Bakhresa Group kicks off sugar production

Efforts ripe, to make Tanzania sugar sufficiency by 2025

What you need to know:

  • The construction of the first phase, which includes premises for production machines, has cost the company some $110 million (about Sh253 billion).

Dar es Salaam. The local sugar production has received a boost after the Said Salim Bakhresa Group of Companies (SSBG) kicked off production at its Bagamoyo factory.

The $300 million (about Sh690 billion) Bagamoyo Sugar Ltd started production on Wednesday, the company said.

The construction of the first phase, which includes premises for production machines, has cost the company some $110 million (about Sh253 billion).

SSBG corporate affairs director Hussein Sufian said the project, which has three phases, started production with an installed capacity of between 30,000 tonnes and 40,000 tonnes per annum.

“Our factory is expandable; depending on the availability of sugarcane, it can go up to an annual production capacity of 100,000 tonnes upon completion of all the three phases,” Mr Sufian disclosed to The Citizen yesterday.

He said they were now harvesting 1,200 hectares of sugarcane that they had cultivated during the first phase.

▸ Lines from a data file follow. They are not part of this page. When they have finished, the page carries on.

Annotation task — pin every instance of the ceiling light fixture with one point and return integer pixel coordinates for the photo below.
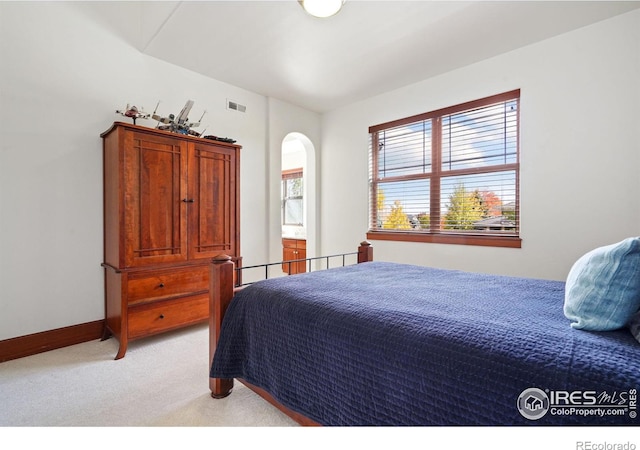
(322, 8)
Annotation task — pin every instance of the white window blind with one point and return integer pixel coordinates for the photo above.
(451, 171)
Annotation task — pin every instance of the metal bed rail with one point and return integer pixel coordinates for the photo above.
(267, 266)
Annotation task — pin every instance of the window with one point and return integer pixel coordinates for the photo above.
(292, 197)
(448, 176)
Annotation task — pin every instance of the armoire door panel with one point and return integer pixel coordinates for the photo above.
(212, 214)
(155, 216)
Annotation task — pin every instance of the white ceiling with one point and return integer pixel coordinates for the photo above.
(275, 49)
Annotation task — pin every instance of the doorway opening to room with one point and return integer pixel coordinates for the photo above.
(298, 203)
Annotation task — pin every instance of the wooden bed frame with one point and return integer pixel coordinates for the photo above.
(222, 289)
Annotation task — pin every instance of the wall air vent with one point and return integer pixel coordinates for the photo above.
(236, 106)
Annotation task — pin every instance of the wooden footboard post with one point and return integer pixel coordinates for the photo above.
(220, 294)
(365, 252)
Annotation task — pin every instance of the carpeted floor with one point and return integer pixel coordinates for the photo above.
(162, 381)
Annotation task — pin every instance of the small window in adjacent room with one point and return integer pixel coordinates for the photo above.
(292, 197)
(448, 176)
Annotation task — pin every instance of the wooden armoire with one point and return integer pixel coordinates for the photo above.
(171, 203)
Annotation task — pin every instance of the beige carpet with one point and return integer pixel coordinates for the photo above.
(158, 395)
(162, 381)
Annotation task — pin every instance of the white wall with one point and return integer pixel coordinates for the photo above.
(62, 76)
(580, 148)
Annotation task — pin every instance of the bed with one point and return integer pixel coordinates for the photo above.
(388, 344)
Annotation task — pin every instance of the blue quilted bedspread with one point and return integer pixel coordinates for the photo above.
(390, 344)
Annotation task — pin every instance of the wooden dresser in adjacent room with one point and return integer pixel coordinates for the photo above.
(292, 250)
(171, 203)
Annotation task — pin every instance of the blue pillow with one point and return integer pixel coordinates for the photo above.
(602, 291)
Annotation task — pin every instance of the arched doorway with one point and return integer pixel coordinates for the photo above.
(298, 204)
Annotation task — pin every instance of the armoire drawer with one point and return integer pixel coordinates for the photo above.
(155, 285)
(151, 318)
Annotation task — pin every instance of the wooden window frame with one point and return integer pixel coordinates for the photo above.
(288, 175)
(435, 234)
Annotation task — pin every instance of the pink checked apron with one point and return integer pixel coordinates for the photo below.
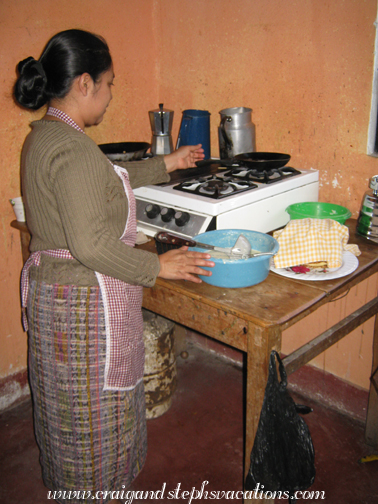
(124, 365)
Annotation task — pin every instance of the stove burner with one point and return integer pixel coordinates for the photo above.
(215, 187)
(268, 176)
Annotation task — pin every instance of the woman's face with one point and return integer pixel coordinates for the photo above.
(100, 94)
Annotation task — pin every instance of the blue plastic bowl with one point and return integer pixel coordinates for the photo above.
(241, 272)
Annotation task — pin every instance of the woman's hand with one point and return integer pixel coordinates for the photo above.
(180, 264)
(184, 157)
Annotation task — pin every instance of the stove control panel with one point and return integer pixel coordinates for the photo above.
(153, 217)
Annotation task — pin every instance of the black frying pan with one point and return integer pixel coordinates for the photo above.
(126, 151)
(256, 160)
(263, 160)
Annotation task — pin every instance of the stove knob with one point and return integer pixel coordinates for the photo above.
(152, 211)
(181, 218)
(167, 214)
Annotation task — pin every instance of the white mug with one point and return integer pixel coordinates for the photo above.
(18, 208)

In a bid to have more raw materials for feeding the plant, he added, the company was now cultivating another 800 hectares.

The first phase of the factory, according to Mr Sufian, will create about 800 direct jobs.

Investment, Industry and Trade deputy minister Exaud Kigahe told The Citizen that with new entrants in sugar production and expansion plans by existing players, the government will in the next three years close a deficit gap which currently stands at about 77,500 metric tonnes.

The country’s four factories of Kagera Sugar, Kilombero Sugar, Mtibwa Sugar Estates and TPC produce an estimated 342,000 tonnes of sugar annually against the domestic demand of about 420,000 tonnes. In what could be described as a boost to the sector, in January this year, another player, Lake Agro Investment, started the implementation of the $70 million (about Sh161 billion) sugar production project in Utete, Rufiji District in Coast Region.

The project is expected to produce 100,000 tonnes of sugar per annum and create 10,000 direct jobs.

“If you look at a wider picture, these initiatives make us see the light at the end of the tunnel,” asserted Mr Kigahe.

“We are confident we will realise our dream of making Tanzania sugar self-sufficient by 2025 and thus addressing constant sugar shortages in the market.”

This, he exuded his optimism, will make Tanzania competitive in the East African Community (EAC), Southern African Development Community (Sadc) and African Continental Free Trade Area (AfCFTA).

“For the sector to be competitive, I urge the industry’s players not to fall into the trap of price cartels,” recounted Mr Kigahe.

Confederation of Tanzania Industries (CTI) trade policy specialist Frank Dafa said the new development by Bakhresa Group of Companies will bring efficiency through competition and prices.

“To the country, we will get welfare in terms of prices and variety of products,” stressed Mr Dafa.

He called on the company and other investors to increase investment to meet the supply gap in the country.